One new key area of focus for the IBRI is molecular innovation or utilizing the power of chemistry to study complex disease processes and create novel therapeutics that will impact underserved diseases.
The IBRI has done this in four ways:
- By accessing cutting-edge technologies such as the Schrödinger digital chemistry platform. This tool will enable the IBRI’s molecular innovation team to design and optimize molecular therapeutics and improve the effectiveness in targeting disease. The computer simulations, property predictions and data management that are part of the Schrödinger platform will transform the way IBRI scientists and collaborators rapidly design and evaluate potential therapeutics.
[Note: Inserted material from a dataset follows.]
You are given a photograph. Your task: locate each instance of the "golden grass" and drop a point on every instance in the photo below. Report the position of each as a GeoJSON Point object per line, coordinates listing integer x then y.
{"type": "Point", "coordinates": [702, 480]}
The IBRI also has partnered with Collaborative Drug Discovery, Inc. to use its CDD Vault® software to manage the Institute’s experimental data, provide infrastructure for tracking its compound inventory and improve management of its diverse research programs.
- By hiring key scientific talent that includes Mary Mader, PhD, vice president of molecular innovation, and Mark Kowala, PhD, vice president of translational science. Mader brings to the IBRI an ability to address problems across drug discovery ranging from project initiation to the delivery of new drugs into clinical testing. Kowala seeks to increase the clinical success rate of new drugs at the IBRI with a focus on validating new targets with human genetics, humanized disease models, soluble biomarkers and physiological data.
- By increasing collaborations with academic institutions and life sciences companies to foster new initiatives that advance disease science and promote entrepreneurship to grow the biomedical community.
- By expanding facilities to include a new chemistry lab that will help us, and our collaborators, translate new disease understandings into innovative medicines and propel the regional life sciences ecosystem forward.